Immune-Boosting Kid's Kale!


Kale! Kale! Oh, my sweet, sweet kale. Lacinato, I love you. You make my immune system so much stronger than it would be without you. You slyly sneak greens into the otherwise resistant mouths of children. You are full of iron, chlorophyll, nutrients, and good juju. You make us all look and feel our best when we remember to include you at dinnertime. I heart you. Don't ever leave me.
OK, I've had two kombuchas and I'm a little silly today. But, in all seriousness, kale is amazing! Kids will eat it, adults will eat it, and you will love it....when, in the name of all that is good and holy, it is prepared properly. Contrary to popular belief, kale does NOT need to be cooked forever. It can be cooked just until it's bright green and slightly tender.

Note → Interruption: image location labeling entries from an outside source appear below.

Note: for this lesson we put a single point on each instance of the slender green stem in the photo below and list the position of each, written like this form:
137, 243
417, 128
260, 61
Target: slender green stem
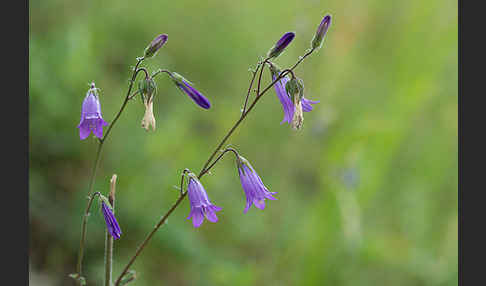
202, 172
249, 88
83, 232
95, 168
219, 158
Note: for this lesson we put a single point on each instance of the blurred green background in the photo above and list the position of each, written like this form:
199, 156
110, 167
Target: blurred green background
367, 190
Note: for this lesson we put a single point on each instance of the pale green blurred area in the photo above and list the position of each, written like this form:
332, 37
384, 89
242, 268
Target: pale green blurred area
367, 190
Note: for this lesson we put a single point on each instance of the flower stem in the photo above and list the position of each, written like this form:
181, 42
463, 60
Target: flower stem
203, 170
95, 168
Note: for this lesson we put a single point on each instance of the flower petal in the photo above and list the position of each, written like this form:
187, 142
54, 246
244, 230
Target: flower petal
197, 217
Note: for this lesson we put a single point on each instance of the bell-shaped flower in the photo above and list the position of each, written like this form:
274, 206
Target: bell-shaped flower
254, 189
316, 42
91, 119
201, 206
285, 100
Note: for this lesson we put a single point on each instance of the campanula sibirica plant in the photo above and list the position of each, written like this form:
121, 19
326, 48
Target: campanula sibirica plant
289, 90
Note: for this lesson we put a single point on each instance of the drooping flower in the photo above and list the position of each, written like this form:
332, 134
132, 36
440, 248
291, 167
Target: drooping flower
152, 49
316, 42
201, 206
148, 118
285, 100
254, 189
278, 48
91, 119
184, 85
111, 223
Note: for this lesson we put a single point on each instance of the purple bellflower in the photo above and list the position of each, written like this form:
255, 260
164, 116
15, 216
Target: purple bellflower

The following recipe is from my 2nd edition book, Radiant Health, Inner Wealth. Try it, you'll love it!
...And, in case you didn't know it, kale really will be one of your best friends as we move into "cold and flu season." Because if you eat power-charged foods like kale daily (along with other superfoods like shiitake mushrooms, garlic, etc...), chances are your immune system will be able to resist those little germs that would otherwise pester you. So, this season, try getting pro-active. Instead of worrying about sickness (even if it's all around you), focus on keeping your immune system so strong that nothing can assail you. Because it's not only possible, it's more fun that way.

Kid’s Kale

When children first see this, they often proclaim that they will have nothing to do with it. However, when they finally try it, they invariably scarf it down and ask for seconds! You can feel like a champion eating this, as kale is one of the most immune boosting, energizing, and strengthening vegetables around. It is also ridiculously high in calcium, iron, and vitamins. Admittedly, I belong to the elitist cult that prefers the lacinato variety (also called black kale).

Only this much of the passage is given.